Rationale for correct answer
2. The presence of bright red, painless vaginal bleeding is the classic clinical manifestation of placenta previa. Because the bleeding originates from the detachment of the placenta from the lower uterine segment rather than a traumatic separation of the decidua, there is no myometrial tension or associated pain. This hallmark symptom typically occurs suddenly and may be episodic as the pregnancy progresses toward term.
Rationale for incorrect answers
1. Painful uterine contractions and a board-like rigidity of the abdomen are characteristic of abruptio placentae. These findings indicate that blood is infiltrating the myometrium or sequestering behind the placenta, causing significant tissue irritation. In placenta previa, the uterus remains soft and non-tender because the blood escapes through the cervix rather than being trapped within the muscular wall.
3. Increased fetal movement is not a diagnostic finding for placenta previa, and fetal tachycardia is often a non-specific response to maternal stress. While severe hemorrhage can eventually lead to fetal hypoxia and a non-reassuring heart rate, it is not a primary hallmark used to differentiate previa from other causes of late-gestational bleeding. Fetal status usually remains stable until maternal hypovolemia becomes significant.
4. Severe localized abdominal tenderness is a hallmark of placental abruption or uterine rupture, where the visceral peritoneum is irritated by internal bleeding. Placenta previa is characterized specifically by its lack of pain, as the placental separation occurs at the internal os where blood exits freely. Tenderness would suggest a different pathological process involving the upper uterine segment or an inflammatory abdominal condition.
Test-taking strategy
- Identify the Core Condition: Focus on the specific pathology of placenta previa versus its primary differential, abruptio placentae.
- Differentiate Pain Levels: Use the classic diagnostic rule that previa is painless while abruption is painful.
- Observe Bleeding Characteristics: Recognize that the color of blood in previa is typically bright red because it is fresh and exits the cervix immediately.
- Apply Anatomical Knowledge: Understand that because the placenta is over the cervical os, any bleeding is usually external and non-irritating to the uterine muscle.
- Rule out Rigidity: Eliminate any options describing uterine hardness or tenderness, as these are incompatible with the soft uterus seen in a previa assessment.
Take home points
- Painless, bright red vaginal bleeding in the second or third trimester is placenta previa until proven otherwise by ultrasound.

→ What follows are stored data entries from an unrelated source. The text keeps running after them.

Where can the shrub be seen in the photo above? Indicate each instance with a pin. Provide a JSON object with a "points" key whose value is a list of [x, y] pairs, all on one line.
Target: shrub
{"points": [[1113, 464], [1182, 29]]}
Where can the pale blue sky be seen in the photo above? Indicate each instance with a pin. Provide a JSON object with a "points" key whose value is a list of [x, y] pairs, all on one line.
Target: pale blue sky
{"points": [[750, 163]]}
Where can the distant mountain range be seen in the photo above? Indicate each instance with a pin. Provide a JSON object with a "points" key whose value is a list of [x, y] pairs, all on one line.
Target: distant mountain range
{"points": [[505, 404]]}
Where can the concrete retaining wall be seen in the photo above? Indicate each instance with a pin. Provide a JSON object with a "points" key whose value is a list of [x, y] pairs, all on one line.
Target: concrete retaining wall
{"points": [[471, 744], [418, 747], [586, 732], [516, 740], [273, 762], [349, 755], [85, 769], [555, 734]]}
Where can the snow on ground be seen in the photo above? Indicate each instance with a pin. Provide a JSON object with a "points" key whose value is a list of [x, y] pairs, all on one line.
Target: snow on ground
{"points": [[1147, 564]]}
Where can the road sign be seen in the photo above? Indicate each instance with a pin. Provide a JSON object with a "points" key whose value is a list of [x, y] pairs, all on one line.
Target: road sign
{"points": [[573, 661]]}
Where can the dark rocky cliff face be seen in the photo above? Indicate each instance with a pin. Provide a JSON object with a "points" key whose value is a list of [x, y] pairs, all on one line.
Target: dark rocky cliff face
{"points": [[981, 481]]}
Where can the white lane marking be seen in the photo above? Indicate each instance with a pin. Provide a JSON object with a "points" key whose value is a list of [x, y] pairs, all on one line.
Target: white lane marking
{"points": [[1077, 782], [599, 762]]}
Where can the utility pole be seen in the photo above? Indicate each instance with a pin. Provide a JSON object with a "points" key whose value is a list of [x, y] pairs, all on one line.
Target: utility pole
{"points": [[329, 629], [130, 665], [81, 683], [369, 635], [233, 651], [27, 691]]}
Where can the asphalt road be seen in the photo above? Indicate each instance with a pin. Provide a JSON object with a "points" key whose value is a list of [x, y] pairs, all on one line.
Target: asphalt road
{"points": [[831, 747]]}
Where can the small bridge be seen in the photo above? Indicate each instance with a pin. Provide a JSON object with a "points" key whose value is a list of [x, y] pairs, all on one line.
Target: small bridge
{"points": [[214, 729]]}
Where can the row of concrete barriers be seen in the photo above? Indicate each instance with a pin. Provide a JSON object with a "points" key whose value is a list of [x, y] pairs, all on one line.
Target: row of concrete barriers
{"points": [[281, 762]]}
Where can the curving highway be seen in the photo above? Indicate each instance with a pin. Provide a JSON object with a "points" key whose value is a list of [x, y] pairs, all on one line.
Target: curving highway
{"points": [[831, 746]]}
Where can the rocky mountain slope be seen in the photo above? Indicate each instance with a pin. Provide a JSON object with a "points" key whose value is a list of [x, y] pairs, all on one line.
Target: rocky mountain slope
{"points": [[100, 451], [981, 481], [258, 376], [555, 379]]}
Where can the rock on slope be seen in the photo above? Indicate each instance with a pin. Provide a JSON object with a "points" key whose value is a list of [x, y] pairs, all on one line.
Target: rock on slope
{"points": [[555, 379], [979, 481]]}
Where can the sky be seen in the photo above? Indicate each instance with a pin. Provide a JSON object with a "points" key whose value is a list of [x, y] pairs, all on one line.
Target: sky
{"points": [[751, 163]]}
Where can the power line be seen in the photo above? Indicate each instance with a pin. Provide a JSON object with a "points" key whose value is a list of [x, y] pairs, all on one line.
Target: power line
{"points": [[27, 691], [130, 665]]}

- A soft, relaxed, and non-tender uterus is the expected physical finding when assessing a client with a suspected placenta previa.
- Digital vaginal examinations are strictly contraindicated in these clients because they can trigger catastrophic and uncontrollable maternal hemorrhage.
- Management of stable placenta previa focuses on bed rest, pelvic rest, and scheduled cesarean delivery to avoid labor-related detachment.